The result is that you will get a bunch of weird symbols or a bunch of empty cells in your terminal, leading to confused users and no Unicode-capable output. So, the cross-platform solution is to use fwrite specifically for data that we expect implementations like Microsoft will mangle on various terminal displays (such as in VSCode, Microsoft Terminal, or just plain ol’ cmd.exe that is updated enough and under the right settings). This bypasses any internal %s decoding that happens, and basically shoves the bytes as-is straight to the terminal. Given it is just a sequence of bytes going to the terminal, it will be decoded directly by the display functions of the terminal and the shown cells, at least for the new Windows Terminal, will show us UTF-8 output.

It’s not ideal and it makes the examples a lot less readable and tangible, but that is (unfortunately) how it is.

What is with the "foo" string literal but the e.g. \xF0\x9F\x98\xAD sequence??

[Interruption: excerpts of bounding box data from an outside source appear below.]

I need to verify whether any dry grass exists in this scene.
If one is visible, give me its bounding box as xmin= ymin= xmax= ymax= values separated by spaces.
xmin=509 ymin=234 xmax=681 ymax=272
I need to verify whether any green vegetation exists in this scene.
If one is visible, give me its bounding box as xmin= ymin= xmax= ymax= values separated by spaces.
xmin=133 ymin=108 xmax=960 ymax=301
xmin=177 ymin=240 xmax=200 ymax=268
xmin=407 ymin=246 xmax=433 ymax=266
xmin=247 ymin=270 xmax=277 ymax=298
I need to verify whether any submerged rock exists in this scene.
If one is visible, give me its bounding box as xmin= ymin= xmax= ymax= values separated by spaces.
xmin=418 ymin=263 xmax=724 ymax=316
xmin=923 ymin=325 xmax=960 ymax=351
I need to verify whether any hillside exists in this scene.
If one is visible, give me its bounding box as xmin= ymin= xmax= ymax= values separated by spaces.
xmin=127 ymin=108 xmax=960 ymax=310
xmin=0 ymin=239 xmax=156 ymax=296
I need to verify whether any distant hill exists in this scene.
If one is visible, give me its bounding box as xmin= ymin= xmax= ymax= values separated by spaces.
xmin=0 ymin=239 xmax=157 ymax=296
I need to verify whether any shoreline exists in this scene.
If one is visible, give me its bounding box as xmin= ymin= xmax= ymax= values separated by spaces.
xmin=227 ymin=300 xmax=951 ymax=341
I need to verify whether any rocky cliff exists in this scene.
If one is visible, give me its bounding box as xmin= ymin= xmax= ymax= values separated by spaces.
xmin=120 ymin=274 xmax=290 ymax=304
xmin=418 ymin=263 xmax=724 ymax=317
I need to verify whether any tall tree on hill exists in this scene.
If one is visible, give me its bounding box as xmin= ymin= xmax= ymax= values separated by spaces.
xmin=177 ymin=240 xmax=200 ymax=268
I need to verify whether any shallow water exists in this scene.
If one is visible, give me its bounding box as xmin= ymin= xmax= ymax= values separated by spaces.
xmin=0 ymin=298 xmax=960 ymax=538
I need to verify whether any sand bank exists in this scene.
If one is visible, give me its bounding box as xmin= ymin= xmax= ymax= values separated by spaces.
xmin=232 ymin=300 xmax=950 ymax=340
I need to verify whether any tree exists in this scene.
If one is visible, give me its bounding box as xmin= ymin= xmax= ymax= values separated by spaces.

Let us take yet another look at this very frustrating initialization:

	// …

	const char* const conversion_result_title_str = (has_err
		? "Conversion failed... \xF0\x9F\x98\xAD" // UTF-8 bytes for 😭
		: "Conversion succeeded \xF0\x9F\x8E\x89"); // UTF-8 bytes for 🎉

	// …

You might look at this and be confused. And, rightly, you should be: why not just use a u8"" string literal? And, with that u8"" literal, why not just use e.g. u8"Blah blah\U0001F62D" to get the crying face? Well, unfortunately, I regret to inform you that

MSVC is At It Again!

Let’s start with just using u8"" and trying to put the crying face into the string literal, directly:

	// …

	const char very_normal[] = u8"😭";

	// …

This seems like the normal way of doing things. Compile on GCC? Works fine. Compile on Clang? Also works fine enough. Compile on MSVC? Well, I hope you brought tissues. If you forget to use the /utf-8 flag, this breaks in fantastic ways. First, it will translate your crying emoji into a sequence of code units that is mangled, at the source level. Then, as the compiler goes forward, a bunch of really fucked up bytes that no longer correspond to the sobbing face emoji (Unicode code point U+0001F62D) will then each individually be treated as its own Unicode code point. So you will get 4 code points, each one more messed up that the last, but it doesn’t stop there, because MSVC — in particular — has a wild behavior. The size of the string literal here won’t be 4 (number of mangled bytes) + 1 (null terminator) to have sizeof(very_normal) be 5. No, the sizeof(very_normal) here is NINE (9)!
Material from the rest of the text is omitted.